It is curious to see how Christian ideas were transformed. The poet Eilif Gudrúnarson says of Christ, that he is “strong against the Jötnar”; he was possibly thinking of Thor. Halfred says the Christian dogmas are not more poetical than the old belief.
In a fragment of a song on Christ, the poet Eilif Gudrúnarson says that Christ sits at the well of Urd (Later Edda, Skáldskaparmál, 52)—
“Men say he (Christ) sits on a rock
South at the well of Urd.
Thus the mighty lord of the gods
Has strengthened himself with the lands of Rome.”
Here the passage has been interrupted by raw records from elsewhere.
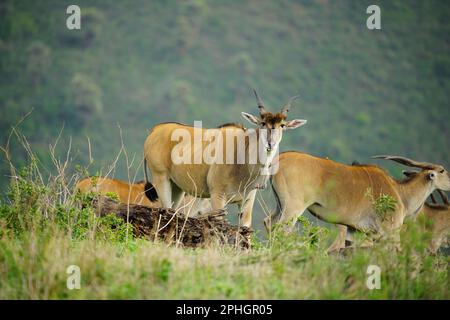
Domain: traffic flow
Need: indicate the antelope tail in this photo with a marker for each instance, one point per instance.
(277, 198)
(150, 191)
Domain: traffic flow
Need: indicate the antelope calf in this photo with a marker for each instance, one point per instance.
(127, 193)
(437, 219)
(437, 223)
(338, 193)
(222, 181)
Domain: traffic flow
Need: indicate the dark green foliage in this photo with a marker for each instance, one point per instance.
(363, 92)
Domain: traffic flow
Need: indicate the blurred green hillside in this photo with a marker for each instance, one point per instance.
(138, 63)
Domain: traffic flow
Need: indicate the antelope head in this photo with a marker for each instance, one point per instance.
(273, 124)
(436, 175)
(445, 201)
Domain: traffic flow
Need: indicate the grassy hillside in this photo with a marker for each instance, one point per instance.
(136, 64)
(44, 230)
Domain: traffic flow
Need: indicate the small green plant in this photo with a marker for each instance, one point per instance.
(383, 204)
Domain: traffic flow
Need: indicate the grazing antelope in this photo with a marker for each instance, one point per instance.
(135, 194)
(438, 216)
(222, 181)
(338, 193)
(437, 224)
(127, 193)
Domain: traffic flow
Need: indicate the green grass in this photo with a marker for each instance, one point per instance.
(44, 230)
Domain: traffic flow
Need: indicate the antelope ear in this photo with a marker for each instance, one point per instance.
(293, 124)
(250, 118)
(409, 173)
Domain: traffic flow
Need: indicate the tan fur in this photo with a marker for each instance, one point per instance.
(337, 193)
(437, 224)
(127, 193)
(222, 183)
(439, 227)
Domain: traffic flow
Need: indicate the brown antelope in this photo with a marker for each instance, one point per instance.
(437, 223)
(127, 193)
(437, 218)
(340, 194)
(135, 194)
(224, 182)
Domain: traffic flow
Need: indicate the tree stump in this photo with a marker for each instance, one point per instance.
(175, 228)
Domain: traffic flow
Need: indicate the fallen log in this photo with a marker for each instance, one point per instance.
(174, 227)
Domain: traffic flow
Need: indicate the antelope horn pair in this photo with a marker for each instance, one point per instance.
(409, 162)
(262, 109)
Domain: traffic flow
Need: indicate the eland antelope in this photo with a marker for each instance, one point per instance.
(338, 193)
(234, 181)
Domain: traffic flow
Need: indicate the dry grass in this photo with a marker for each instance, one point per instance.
(43, 230)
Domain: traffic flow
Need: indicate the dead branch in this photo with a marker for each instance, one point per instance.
(175, 228)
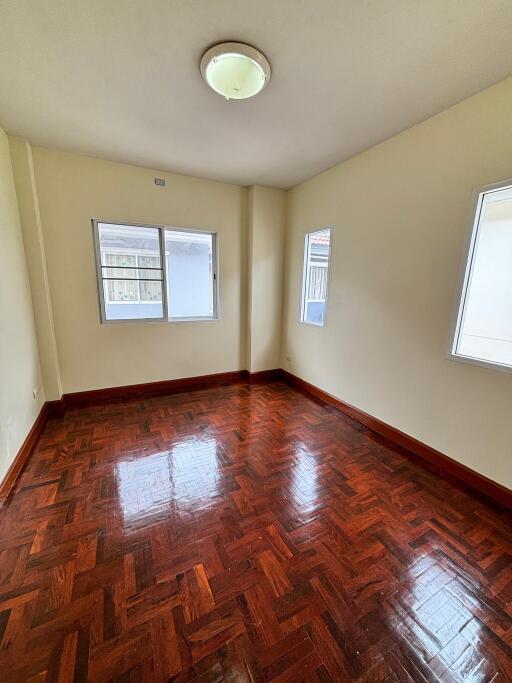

It appears that the eating of horseflesh was forbidden by the early Christians. The Emperor Otto having consulted his chiefs as to what steps should be taken to provide provisions for the army, when fighting against the Danes south of Danavirki, was advised by them either to withdraw from the country, or slay some of the horses for food. To this the Emperor replied:—
“To this advice there is a great drawback, for it is the greatest sacrilege for baptized men who can in any other manner prolong their lives to eat horseflesh” (Olaf Tryggvason, Fornmanna Sögur, c. 1).
The Halfred’s Saga, which relates how Halfred, who had been baptized, was for some time with the King, Olaf Tryggvason, and asked him to hear a song, which at first the king declined to hear, as too heathen for him, shows how hard was the struggle with some men to entirely give up the old faith.